One of the best things about aquascaping is the ability to put almost literally whatever you want in the aquarium. This includes common additions like plants and wood, but sometimes, it can also include rocks and crystals like lava rock, amethyst, and quartz.
Quartz, in particular, is a pretty popular addition to any aquarium for those who want to see crystals in their tank. For one, it’s very beautiful to look at — perfect for tanks that are meant to be part of a room’s decor. Plus, unlike some other types of crystals, quartz is inert, which makes it completely safe for all your plants and animals.
In this article, we’ll discuss quartz in aquarium in more detail, as well as crystals and rocks in general.
Is quartz safe for aquariums?
If you’re searching for rocks to put inside your aquarium, the most important step is to figure out if they’re safe for your aquarium or not. There are many stones that may have some minerals or other inclusions that can potentially harm your precious pets.
Quartz, luckily, is a hard stone that’s safe for aquariums. It’s completely inert, which means that no matter how many quartz pieces you put into your aquarium, it won’t change the parameters of your water. This is very important for aquarists who want to make sure that their water parameters are exactly what they want them to be.
That said, not all stones are like quartz. Some stones simply can’t be added due to their mineral content or makeup.
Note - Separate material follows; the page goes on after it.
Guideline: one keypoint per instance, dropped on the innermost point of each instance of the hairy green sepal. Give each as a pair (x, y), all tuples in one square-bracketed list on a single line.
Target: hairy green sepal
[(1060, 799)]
We’ll talk more about these in the sections below.
Can you put any stones in a fish tank?
Evidently, it’s possible to put stones in a fish tank.
However, it’s important to determine first where your stones are coming from and how they’re going to affect your aquarium, if ever.
Polished stones, in particular, are something you should be wary about. Although they look very pretty, not all of them are aquarium-safe. The exact method used for the polish depends on the manufacturer.
Some manufacturers simply use a machine to polish the stone, but others use lacquer. This is extremely dangerous. If you add a stone that has lacquer in your tank, it can poison your water, essentially poisoning your fish and other living things in your tank.
The easiest way to know if the stone has lacquer is to use a small, sharp tool to scrape off pieces of the stone. If there’s a thin, usually clear piece that comes off, it’s likely lacquer which means you shouldn’t use that stone in your aquarium.
Don’t be too complacent, though. Even if your stone was polished in a traditional way, as in via a machine, you should still ensure that it’s completely safe before putting it in your tank. This can be done by boiling the stones for a quarter-hour before adding them to the aquarium.
Do rocks raise pH?
Rocks can certainly raise pH. In fact, most rocks do, especially the ones with a rough surface.
All rocks contain minerals to some extent. Rough stones, however, release more of this in the water since they have tiny spaces where water can pass through. If a stone is in moving water for a long time, it will eventually remove all the trace contents in the stone. The continuous movement of water on the stone will also smoothen it out — the main reason why river stones are typically smooth.
Can you put crystals in a fish tank?
You can certainly put crystals in your fish tank, provided that they’re aquarium safe.
How do you know if rocks are aquarium-safe?
There are many methods that you can use to see if a rock is aquarium-safe. Usually, the term ‘aquarium-safe’ refers to rocks that will not change your parameters.
One easy method is by scratching the rock with something sharp like a nail. If it’s hard or downright impossible, that means it’s likely a silicate, which means it’s safe for your aquarium. Carbonates or rocks that have carbonates, like shells, marble, and limestone, are the unsafe variety.
You can also try using vinegar on the rock. Just a few drops will do. If the rock bubbles when you pour vinegar on it, that means it will raise your water’s pH and is likely not aquarium-safe.
If it doesn’t bubble, that doesn’t mean it’s in the clear. The next method is by using muriatic acid in the same way. Since it’s stronger than vinegar, this test is actually more accurate if you use muriatic acid. The only reason why it’s not recommended right away is that muriatic acid is a dangerous liquid that can potentially harm your skin.
One surefire method is to leave the rocks in a bucket of water whose parameters you already checked beforehand. In a few days, check the parameters again. If they change, that means the rocks aren’t aquarium safe.
What rocks are not safe for aquariums?
Many rocks and crystals are actually not safe for aquariums.
Stones that contain a lot of aluminum such as ruby, sapphire, and emerald are not safe. Those with asbestos and sulfur like malachite, brimstone, and lapiz lazuli are also not safe. Other unsafe stones include coal, dolomite, and even limestone.